# Not sure why I'm feeling like this..



## monicagrace27 (Apr 3, 2012)

Well, I don't know exactly what I'm looking for: advice, comfort, or just any input at all, I'm just a little upset. My boyfriend and I have become, well, intimate in the past few weeks, but we said that it would be something just between us, and I liked that. 

Then, after a couple of weeks, I talked to my best friend about it and it wasn't a big deal, we haven't talked about it since. But now I just found out that my boyfriend told his whole band (5 other people). I know that I told my friend as well, but this just upsets me. When I asked him about it, he told me that he honestly thought that I had said that I didn't mind and he felt terrible. We talked it out and everything is fine between us, but it still bothers me, and I don't know why. It just makes me very unhappy. I don't know how to overcome this feeling of being upset and maybe even a little hurt.


----------



## monicagrace27 (Apr 3, 2012)

I realize that I told as well which is why it doesn't make sense to me that I am upset. I'm afraid that perhaps I feel a little guilty about doing it in the first place which is why I do not want others to know. I just don't know any of the people that he told, yet he is close to my friend that I told. I realize that I am just as much at fault. Perhaps I am embarrassed as well. Why else would I be upset?


----------



## occasionallybaffled (Apr 12, 2012)

monicagrace27 said:


> Well, I don't know exactly what I'm looking for: advice, comfort, or just any input at all, I'm just a little upset. My boyfriend and I have become, well, intimate in the past few weeks,* but we said that it would be something just between us, and I liked that.*
> 
> Then, after a couple of weeks,* I talked to my best friend about it and it wasn't a big deal, *we haven't talked about it since. But now I just found out that my boyfriend told his whole band (5 other people). I know that I told my friend as well, but this just upsets me.* When I asked him about it, he told me that he honestly thought that I had said that I didn't mind and he felt terrible. *We talked it out and* everything is fine between us*, but it *still bothers me*, and I don't know why. It just makes me very unhappy. I don't know how to overcome this feeling of being upset and maybe even a little hurt.

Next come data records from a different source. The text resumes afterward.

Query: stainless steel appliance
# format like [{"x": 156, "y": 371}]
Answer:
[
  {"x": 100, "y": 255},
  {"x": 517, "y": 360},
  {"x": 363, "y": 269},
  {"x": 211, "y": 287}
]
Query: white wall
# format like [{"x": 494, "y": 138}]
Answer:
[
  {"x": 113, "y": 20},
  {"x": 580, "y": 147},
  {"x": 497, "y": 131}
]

It seems he misunderstood and thought it was ok. On the other hand you intentionally spoke to your best friend about it and somehow rationalized it as being fine. That's quite unfair. It still bothers you, so everything is not fine. But I think this is one of those instances that you can learn from.

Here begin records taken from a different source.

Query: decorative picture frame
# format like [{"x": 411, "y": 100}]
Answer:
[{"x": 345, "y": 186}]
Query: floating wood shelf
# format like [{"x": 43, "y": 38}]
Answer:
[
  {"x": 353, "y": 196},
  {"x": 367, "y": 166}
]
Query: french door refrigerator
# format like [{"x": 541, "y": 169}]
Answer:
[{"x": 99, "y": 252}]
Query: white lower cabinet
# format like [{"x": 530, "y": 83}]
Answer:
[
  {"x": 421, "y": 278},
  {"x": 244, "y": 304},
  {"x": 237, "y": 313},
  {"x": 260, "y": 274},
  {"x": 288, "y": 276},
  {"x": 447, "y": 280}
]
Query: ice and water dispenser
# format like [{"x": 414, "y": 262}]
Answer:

Perhaps you are subconsciously angry at yourself for breaking your word. If that's the case... forgive yourself and forgive his naive misunderstanding. (Also, if you only criticized him... and didn't inform him of your blunder... you should correct that). I'm saying if, because I don't know what your conversation covered. And if both of you disregarded your word to each other, than you have a greater problem. You both broke each other's trust and now there is resentment on your end.


----------



## alone_not_lonely (Mar 22, 2012)

Ok, so you both messed up by confiding in others when you said you wouldnt. You still don't feel ok about it, and you're not sure why? 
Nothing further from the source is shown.